Immigration: l’UDC ou le retour des statisticiens du dimanche

Par voie d'annonce, l'UDC prétend que si cela continue comme ça, en 2060 la Suisse dépassera 16 millions d'habitants, dont une majorité d'étrangers. C'est du grand n'importe quoi.

Ce samedi, les vaudoises et les vaudois ont pu découvrir en page 5 de leur quotidien cantonal une grande annonce signée de l'UDC, intitulée "Bientôt plus d'étrangers que de Suisses", et qui claironne que "faute d'un contrôle de l'immigration, il y aura dans moins de 50 ans en Suisse plus de 16 millions d'habitants" et "plus d'étrangers que de Suisses". 
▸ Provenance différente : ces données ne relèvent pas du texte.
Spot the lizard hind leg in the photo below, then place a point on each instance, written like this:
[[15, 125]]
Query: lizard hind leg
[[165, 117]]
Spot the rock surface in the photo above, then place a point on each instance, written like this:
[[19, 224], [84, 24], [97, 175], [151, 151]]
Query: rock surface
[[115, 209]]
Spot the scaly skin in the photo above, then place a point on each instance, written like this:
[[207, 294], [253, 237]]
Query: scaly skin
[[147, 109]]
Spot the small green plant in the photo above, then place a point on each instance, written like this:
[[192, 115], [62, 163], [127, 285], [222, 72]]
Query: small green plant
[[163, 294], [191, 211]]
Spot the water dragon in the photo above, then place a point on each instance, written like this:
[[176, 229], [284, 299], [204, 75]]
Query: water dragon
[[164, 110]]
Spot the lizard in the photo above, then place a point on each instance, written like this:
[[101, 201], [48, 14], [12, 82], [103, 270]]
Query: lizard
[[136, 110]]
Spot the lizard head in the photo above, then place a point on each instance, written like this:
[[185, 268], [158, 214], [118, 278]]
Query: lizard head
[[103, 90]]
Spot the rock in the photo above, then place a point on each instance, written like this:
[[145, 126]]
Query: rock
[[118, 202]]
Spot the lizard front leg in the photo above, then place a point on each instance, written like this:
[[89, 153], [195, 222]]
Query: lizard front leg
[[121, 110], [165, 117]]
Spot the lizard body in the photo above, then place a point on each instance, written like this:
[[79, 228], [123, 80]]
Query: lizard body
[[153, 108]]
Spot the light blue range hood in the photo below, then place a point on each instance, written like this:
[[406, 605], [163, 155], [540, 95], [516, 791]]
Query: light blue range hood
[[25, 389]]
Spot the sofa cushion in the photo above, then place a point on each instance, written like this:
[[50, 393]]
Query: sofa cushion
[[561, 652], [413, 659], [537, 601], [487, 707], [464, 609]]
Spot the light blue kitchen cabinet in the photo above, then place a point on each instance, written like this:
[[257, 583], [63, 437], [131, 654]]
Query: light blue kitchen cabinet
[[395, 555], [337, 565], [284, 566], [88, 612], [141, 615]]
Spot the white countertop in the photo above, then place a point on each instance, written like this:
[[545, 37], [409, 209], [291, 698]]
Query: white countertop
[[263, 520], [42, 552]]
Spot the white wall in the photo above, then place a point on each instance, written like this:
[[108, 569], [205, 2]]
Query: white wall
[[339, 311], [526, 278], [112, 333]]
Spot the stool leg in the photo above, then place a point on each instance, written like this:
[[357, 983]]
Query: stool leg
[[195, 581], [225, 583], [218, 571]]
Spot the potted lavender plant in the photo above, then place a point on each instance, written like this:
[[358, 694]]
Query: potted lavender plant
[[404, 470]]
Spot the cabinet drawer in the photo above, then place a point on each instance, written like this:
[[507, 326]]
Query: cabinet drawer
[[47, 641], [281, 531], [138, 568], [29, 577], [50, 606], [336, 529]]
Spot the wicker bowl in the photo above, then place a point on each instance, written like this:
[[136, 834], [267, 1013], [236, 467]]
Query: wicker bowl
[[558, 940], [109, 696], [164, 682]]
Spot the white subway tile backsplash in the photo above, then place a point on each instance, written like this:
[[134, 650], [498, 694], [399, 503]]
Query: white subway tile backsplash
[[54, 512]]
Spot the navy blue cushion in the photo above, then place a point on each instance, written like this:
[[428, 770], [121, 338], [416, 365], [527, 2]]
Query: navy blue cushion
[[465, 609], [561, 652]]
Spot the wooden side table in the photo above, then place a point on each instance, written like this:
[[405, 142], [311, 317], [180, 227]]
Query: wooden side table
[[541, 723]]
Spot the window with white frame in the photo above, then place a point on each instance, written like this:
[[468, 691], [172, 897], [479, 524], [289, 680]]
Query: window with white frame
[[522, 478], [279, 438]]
A l'appui, un graphique et des chiffres fantaisistes, inventés de toutes pièces, selon lesquels la population de la Suisse atteindra 10,5 millions d'habitants en 2033, dont environ 3,7 millions d'étrangers, et 16,3 millions d'habitants en 2060, dont 8,2 millions d'étrangers. Non contente de raconter n'importe quoi, l'UDC a même le culot de citer comme source l'Office Fédéral de la Statistique (OFS), qui n'a évidemment jamais rien dit de tel. 

Nul doute que pris à partie de telle manière, l'OFS réagira. Mais dans l'intervalle, la moindre des choses est d'aller regarder ce que l'OFS dit effectivement de l'évolution de la population du pays en 2033 et en 2060. L'Office dispose à l'heure actuelle de trois scénarios démographiques. Selon la variante la plus haute, celle que l’auteur de ces lignes juge d’ailleurs comme la plus probable, la population du pays est projetée comme suit[1] :

–       En 2013 : 8,140 millions d’habitants, dont 1,925 millions d’étrangers ;

–       En 2033 : 9,731 millions d’habitants, dont 2,344 millions d’étrangers ;

–       En 2060 : 11,315 millions d'habitants, dont 2,796 millions d'étrangers.

On est décidément très loin des élucubrations de l’UDC, avec ses 3,7 millions d’étrangers en 2033 – 1,4 millions hors-cible tout de même: belle performance de nos statisticiens à la petite semaine, sans même parler des 5 millions décomptés en trop pour 2060.

Soyons clairs: on peut parfaitement comprendre qu'une Suisse à 10 millions d'habitants puisse inquiéter certaines et certains de nos concitoyens, et il est légitime que la perspective d'une telle Suisse suscite le débat – et c’est d’ailleurs ce qui se passe dans la rue, dans les médias, et dans les arrière-salles: cela n'est pas en cause ici. Mais franchement, dans ce cadre, venir agiter le spectre d’une Suisse à 16 millions d’habitants en 2060, c’est n’importe quoi: ça n'a aucune espèce de crédibilité, ni scientifique, ni politique.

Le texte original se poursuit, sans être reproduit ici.